Uploaded image for project: 'Apache Arrow'
  1. Apache Arrow
  2. ARROW-16682

[Python] CSV reader: allow parsing without encoding errors

    XMLWordPrintableJSON

Details

    • Improvement
    • Status: Open
    • Major
    • Resolution: Unresolved
    • 8.0.0
    • None
    • Python
    • None

    Description

      When trying to read arbitrary CSV files, it is not possible to infer/guess the correct encoding 100% of the time. The Arrow CSV reader will currently fail if any byte cannot be decoded given the specified encoding (see example below).

      With pandas.read_csv(), I can often get a result that is 99.9% correct by passing it a text stream decoded in Python with errors="replace" (or "ignore" etc.).

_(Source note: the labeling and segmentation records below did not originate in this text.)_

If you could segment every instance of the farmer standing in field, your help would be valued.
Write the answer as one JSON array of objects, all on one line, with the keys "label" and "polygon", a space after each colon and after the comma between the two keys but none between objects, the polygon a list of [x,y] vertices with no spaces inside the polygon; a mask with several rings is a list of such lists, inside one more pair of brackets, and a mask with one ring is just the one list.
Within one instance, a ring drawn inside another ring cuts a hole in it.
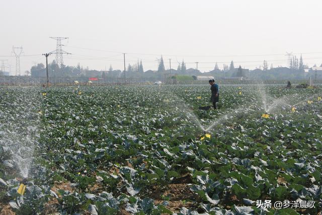
[{"label": "farmer standing in field", "polygon": [[215,80],[213,79],[209,80],[209,84],[211,85],[210,90],[211,90],[211,97],[210,101],[212,102],[213,108],[217,109],[216,103],[219,101],[219,89],[217,84],[215,84]]}]

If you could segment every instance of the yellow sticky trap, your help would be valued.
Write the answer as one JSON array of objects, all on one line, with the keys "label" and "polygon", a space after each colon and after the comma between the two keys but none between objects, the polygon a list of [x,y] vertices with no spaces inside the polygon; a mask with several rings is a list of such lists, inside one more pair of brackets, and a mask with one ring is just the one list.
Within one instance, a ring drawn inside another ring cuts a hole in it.
[{"label": "yellow sticky trap", "polygon": [[263,114],[262,114],[262,118],[265,118],[267,119],[269,117],[270,117],[269,114],[268,114],[267,113],[263,113]]},{"label": "yellow sticky trap", "polygon": [[17,191],[20,195],[23,195],[24,193],[25,193],[25,191],[26,190],[26,185],[24,184],[20,184],[19,186],[19,188],[18,188],[18,190]]}]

      Pyarrow's csv.read_csv() on the other hand neither accepts an already decoded text stream (TypeError: binary file expected, got text file), nor a parameter to configure what to do with decoding errors. As a result the parser simply fails.

      The simplest solution would probably be to expose Python's error handling in pyarrow.csv.ReadOptions (e.g. encoding_errors: "strict" | "ignore" | "replace" ...).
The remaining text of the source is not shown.